Calling it “God’s blessings,” the pastor of a suburban West Palm Beach church on Thursday refused to turn over $1.7 million that financial regulators claim rightfully belongs to people who were ensnared in a $30 million Ponzi scheme.
A federal judge has temporarily frozen the accounts of Winners Church and its top pastors, Fred and Whitney Shipman. In an unusual move, the father and son leaders of the 25-year-old Jog Road church are fighting efforts that would allow the money to be returned to hundreds of people who were lured into a far-flung diamond and bitcoin investment scam.
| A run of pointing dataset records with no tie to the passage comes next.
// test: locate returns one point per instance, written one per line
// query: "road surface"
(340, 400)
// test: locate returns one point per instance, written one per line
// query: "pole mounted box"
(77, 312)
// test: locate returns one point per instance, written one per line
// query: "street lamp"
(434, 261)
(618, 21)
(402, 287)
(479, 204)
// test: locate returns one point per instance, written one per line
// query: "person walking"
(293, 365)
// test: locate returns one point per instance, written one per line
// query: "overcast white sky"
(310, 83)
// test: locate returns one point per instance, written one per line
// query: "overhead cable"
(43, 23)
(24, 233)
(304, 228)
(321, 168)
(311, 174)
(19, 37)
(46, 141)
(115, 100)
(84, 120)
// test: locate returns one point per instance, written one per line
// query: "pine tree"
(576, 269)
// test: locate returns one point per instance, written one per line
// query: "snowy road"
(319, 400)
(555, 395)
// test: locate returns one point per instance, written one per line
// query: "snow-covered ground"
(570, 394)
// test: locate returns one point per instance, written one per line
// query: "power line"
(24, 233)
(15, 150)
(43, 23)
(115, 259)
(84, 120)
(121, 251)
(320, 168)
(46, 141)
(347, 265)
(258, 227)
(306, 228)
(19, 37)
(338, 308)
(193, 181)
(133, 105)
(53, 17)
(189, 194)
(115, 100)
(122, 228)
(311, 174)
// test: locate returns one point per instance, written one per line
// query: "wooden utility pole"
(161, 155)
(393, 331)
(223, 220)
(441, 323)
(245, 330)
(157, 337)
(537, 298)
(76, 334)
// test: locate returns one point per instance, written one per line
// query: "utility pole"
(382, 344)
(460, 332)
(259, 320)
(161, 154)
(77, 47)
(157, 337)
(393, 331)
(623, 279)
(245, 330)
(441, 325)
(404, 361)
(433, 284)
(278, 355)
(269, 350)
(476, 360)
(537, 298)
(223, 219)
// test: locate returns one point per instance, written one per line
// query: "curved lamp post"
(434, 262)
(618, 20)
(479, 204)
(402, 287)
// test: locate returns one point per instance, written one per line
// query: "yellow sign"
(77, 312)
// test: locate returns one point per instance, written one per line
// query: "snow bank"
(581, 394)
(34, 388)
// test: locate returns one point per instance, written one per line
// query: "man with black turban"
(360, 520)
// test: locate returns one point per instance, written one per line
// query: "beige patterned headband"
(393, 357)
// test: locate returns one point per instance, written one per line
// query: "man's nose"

“It’s going to have a ripple effect in everything we do from this point on,” Bishop Fred Shipman told U.S. District Judge Robin Rosenberg, explaining the effects of returning the money it received from one of the church’s directors who was involved in the scheme. “I don’t think it’s fair.”
Amie Berlin, an attorney for the Securities and Exchange Commission, shot back: “Do you think it’s fair that people stole other people’s money and gave it to the church, and they’re not going to get it back?”
“I don’t think that’s fair,” Shipman admitted.
Berlin isn’t claiming the 3,000-member church or the pastors were involved in the multilayered Ponzi scheme that she says was orchestrated by former church director Jose Aman and prominent Canadian financial commentator Harold Seigel. His son, Jonathan Seigel, was also involved in the scam that operated from offices on Worth Avenue in Palm Beach, regulators claim.